ANÁLISE DE RESSONÂNCIA DE PLASMA DE SUPERFÍCIE FCRN (SPR)

[0271] As propriedades de ligação de anticorpo do tipo selvagem e dos mutantes para FcRn foram analisadas por meio de tecnologia de ressonância de plasma de superfície (SPR) utilizando um instrumento BIAcore T100 (BIAcore AB, Uppsala, Suécia). Este sistema é bem estabelecido para estudo de interações moleculares. Ele permite monitoramento em tempo real contínuo de ligações de ligante/analisado e, portanto, a determinação de parâmetros cinéticos em várias configurações de teste. A tecnologia de SPR é baseada na medição do índice de refração perto da superfície de um chip biossensor folheado a ouro. Alterações do índice de refração indicam mudanças de massa sobre a superfície causadas pela interação de ligante imobilizado com analisado injetado em solução. Caso moléculas se liguem a um ligante imobilizado sobre a superfície, a massa aumenta; em caso de dissociação, a massa diminui. No teste atual, o receptor de FcRn foi imobilizado sobre um chip biossensor BIAcore CM5 (GE Healthcare Bioscience, Uppsala, Suécia) por meio de acoplamento de amina até um nível de 400 unidades de resposta (RU). O teste foi conduzido à temperatura ambiente com PBS, 0,05% de Tween 20, pH 6,0 (GE Healthcare Bioscience) como tampão de condução e diluição. 200 nM de amostras de anticorpos oxidados ou nativos foram injetados em velocidade de fluxo de 50 μl/min à temperatura ambiente. O tempo de associação foi de 180 s e a fase de dissociação levou 360 s. A regeneração da superfície do chip foi atingida por uma injeção curta de HBS-P, pH 8. 0. A avaliação de dados de SPR foi realizada por meio de comparação da altura de sinal de reação biológica a 180 s após a injeção e a 300 s após a injeção. Os parâmetros correspondentes são o nível máximo de RU (180 s após a injeção) e a estabilidade posterior (300 s após o final da injeção).

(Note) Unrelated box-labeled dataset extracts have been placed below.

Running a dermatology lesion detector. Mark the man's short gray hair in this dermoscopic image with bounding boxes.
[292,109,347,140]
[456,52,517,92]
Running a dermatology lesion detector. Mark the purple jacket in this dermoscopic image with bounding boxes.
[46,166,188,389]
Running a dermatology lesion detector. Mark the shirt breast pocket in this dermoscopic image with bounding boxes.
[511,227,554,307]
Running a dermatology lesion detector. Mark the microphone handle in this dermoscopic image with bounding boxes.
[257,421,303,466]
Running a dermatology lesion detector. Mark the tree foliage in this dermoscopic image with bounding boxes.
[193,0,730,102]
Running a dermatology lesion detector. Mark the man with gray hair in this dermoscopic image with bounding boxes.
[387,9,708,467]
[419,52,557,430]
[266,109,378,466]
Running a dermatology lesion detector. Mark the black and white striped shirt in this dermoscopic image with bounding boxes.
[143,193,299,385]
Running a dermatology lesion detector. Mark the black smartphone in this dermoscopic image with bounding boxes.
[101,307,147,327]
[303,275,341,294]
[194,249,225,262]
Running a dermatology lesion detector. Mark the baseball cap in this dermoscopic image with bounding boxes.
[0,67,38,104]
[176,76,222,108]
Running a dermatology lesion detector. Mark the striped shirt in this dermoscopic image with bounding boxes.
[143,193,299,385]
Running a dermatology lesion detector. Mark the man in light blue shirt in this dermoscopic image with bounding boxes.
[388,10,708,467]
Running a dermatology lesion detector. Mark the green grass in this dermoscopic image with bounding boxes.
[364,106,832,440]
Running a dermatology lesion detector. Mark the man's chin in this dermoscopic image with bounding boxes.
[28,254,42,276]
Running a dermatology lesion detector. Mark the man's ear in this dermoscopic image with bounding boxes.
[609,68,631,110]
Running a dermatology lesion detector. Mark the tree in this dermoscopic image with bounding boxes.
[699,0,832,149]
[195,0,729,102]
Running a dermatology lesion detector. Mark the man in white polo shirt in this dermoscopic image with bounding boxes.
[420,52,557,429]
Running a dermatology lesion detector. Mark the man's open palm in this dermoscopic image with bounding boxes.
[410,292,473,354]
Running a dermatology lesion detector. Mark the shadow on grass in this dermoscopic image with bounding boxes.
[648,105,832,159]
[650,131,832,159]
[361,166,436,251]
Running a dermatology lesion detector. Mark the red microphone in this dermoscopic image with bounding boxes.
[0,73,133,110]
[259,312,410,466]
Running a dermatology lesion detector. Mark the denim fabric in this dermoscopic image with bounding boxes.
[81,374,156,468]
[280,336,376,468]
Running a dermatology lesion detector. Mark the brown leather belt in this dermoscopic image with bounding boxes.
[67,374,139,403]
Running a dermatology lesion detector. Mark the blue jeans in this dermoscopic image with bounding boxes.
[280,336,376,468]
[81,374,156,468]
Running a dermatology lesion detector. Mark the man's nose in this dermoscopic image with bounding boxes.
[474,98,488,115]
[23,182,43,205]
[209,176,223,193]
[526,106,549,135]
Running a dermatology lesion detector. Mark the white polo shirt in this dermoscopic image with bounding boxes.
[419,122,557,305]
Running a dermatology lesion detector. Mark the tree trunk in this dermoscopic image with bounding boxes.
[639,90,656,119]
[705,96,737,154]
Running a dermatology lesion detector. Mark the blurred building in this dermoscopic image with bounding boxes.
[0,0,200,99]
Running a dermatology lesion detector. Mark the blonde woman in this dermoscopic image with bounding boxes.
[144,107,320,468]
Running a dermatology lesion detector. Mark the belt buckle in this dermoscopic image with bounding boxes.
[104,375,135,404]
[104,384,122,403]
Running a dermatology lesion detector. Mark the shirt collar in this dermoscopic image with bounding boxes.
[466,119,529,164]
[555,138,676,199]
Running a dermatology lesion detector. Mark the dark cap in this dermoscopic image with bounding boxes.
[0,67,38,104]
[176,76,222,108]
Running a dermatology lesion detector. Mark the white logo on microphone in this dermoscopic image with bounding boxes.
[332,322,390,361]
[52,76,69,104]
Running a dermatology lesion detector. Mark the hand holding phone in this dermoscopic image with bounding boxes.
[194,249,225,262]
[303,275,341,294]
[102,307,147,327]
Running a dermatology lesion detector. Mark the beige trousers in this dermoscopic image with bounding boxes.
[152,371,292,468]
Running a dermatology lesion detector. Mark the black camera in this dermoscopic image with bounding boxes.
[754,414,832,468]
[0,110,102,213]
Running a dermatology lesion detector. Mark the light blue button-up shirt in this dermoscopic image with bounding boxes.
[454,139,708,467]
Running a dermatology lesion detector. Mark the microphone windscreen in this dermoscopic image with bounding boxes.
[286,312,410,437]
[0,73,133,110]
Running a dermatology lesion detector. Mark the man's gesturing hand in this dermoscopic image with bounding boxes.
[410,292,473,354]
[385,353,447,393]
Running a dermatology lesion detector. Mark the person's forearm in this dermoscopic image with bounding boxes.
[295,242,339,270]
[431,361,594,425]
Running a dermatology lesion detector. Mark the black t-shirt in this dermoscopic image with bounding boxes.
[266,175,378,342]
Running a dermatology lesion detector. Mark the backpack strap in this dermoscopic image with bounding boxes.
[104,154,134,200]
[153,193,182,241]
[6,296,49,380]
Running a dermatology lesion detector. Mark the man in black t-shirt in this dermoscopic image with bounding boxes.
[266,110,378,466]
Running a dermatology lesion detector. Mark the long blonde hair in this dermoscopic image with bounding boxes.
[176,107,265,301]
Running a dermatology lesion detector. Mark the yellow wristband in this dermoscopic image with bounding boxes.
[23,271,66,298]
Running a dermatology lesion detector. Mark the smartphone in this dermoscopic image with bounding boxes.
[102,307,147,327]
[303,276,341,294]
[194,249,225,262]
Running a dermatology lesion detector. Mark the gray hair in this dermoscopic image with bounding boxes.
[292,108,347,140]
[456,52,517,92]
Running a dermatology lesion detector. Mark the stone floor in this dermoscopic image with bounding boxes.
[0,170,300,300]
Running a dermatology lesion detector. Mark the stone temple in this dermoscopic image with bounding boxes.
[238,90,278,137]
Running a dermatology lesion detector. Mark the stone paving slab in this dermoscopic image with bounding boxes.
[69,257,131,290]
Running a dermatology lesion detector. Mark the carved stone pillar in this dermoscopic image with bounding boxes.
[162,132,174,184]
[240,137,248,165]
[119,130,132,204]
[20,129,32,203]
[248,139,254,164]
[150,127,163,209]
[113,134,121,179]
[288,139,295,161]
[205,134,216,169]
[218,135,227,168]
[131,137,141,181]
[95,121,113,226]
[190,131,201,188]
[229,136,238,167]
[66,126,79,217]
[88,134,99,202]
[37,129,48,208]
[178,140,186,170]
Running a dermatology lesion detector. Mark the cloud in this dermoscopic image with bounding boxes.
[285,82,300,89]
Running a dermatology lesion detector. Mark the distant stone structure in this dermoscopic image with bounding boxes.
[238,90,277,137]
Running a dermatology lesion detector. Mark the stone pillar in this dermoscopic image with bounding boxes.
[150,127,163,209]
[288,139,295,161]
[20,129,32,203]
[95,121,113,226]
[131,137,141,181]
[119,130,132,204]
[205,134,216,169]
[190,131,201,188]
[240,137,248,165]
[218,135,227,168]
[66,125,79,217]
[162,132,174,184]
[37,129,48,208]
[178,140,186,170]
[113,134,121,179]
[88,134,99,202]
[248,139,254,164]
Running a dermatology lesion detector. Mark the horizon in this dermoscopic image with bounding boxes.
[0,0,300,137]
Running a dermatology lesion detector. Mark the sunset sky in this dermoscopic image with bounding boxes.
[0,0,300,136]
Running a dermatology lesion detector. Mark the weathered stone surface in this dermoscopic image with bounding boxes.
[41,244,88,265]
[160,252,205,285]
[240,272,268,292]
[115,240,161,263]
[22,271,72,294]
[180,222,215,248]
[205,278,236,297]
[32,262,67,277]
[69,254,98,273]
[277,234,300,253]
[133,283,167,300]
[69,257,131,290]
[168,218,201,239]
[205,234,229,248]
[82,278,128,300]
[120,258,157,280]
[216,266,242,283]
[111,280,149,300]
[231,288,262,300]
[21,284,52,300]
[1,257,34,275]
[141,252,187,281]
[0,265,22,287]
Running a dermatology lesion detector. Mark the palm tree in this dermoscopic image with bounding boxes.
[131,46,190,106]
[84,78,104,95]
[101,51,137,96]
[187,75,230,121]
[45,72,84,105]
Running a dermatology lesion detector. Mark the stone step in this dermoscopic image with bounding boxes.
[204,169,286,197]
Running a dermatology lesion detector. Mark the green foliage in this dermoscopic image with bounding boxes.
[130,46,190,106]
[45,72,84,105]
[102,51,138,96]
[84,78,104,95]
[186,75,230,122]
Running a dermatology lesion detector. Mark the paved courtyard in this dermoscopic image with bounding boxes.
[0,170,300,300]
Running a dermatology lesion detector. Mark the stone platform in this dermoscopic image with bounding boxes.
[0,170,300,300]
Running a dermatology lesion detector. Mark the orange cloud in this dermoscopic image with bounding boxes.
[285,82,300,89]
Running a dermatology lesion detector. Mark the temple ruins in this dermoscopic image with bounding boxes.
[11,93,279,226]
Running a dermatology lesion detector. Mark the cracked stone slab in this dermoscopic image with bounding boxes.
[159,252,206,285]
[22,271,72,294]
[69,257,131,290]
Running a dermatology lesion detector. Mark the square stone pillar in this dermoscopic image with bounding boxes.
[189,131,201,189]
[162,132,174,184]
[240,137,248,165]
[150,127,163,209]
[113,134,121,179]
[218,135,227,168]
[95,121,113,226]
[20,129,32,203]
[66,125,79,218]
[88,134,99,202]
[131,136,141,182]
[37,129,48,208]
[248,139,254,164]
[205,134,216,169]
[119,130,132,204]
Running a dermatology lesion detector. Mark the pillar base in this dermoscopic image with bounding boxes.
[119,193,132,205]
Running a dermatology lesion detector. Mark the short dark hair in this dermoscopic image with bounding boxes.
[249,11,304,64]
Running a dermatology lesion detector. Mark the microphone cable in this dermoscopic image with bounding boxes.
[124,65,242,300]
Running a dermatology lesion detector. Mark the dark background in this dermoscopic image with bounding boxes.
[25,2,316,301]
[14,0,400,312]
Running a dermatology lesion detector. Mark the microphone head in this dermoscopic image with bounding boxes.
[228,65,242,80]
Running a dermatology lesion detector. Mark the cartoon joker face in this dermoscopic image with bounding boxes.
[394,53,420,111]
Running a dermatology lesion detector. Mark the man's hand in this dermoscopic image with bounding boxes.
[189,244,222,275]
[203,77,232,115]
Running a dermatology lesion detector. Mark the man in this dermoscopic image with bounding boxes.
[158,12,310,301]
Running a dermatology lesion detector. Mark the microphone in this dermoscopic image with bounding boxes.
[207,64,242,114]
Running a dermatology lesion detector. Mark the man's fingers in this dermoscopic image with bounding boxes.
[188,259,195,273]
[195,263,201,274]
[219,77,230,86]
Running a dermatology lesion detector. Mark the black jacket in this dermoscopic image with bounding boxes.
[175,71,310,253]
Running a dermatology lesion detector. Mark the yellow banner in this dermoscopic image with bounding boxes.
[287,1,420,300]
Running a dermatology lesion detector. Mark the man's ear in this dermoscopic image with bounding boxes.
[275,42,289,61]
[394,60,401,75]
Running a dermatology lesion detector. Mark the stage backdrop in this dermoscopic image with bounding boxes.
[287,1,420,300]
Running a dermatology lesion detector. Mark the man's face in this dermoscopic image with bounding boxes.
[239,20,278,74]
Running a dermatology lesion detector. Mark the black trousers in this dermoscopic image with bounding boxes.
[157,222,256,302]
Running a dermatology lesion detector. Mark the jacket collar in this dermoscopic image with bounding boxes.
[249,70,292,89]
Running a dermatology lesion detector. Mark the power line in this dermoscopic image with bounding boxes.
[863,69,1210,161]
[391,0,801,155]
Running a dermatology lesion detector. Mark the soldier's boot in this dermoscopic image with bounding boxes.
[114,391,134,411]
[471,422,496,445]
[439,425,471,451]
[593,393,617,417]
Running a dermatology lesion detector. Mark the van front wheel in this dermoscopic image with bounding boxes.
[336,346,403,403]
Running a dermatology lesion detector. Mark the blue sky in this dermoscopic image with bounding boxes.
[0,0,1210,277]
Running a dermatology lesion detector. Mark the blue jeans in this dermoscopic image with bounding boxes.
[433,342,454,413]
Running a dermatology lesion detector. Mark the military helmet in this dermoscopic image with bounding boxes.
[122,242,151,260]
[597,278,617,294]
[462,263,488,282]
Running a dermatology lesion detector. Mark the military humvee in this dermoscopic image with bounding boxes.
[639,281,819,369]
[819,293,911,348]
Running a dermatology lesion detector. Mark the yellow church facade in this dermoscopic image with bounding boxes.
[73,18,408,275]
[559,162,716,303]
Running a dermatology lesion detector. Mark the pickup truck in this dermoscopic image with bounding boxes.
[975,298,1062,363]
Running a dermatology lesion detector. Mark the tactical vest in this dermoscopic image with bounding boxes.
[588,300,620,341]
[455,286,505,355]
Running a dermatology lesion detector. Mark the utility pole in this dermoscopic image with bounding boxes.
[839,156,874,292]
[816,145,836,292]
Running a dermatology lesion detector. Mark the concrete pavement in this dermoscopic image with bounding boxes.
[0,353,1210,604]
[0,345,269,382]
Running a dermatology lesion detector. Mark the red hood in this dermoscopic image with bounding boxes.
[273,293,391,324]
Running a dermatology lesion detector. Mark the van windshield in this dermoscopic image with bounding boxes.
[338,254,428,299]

EXEMPLO 1 PREPARAÇÃO DE COLUNA DE AFINIDADE DE FCRN EXPRESSÃO DE FCRN EM CÉLULAS HEK293

[0272] FcRn foi expresso de forma transitória por meio de transfecção de células HEK293 com dois plasmídeos que contêm a sequência de codificação de FcRn e de beta-2-microglobulina. As células que sofreram transfecção foram cultivadas em frascos de agitação a 36,5 °C, 120 rpm (amplitude do agitador de 5 cm), 80% de umidade e 7% de CO2. As células foram diluídas a cada dois a três dias até densidade de 3 a 4*105 células/ml.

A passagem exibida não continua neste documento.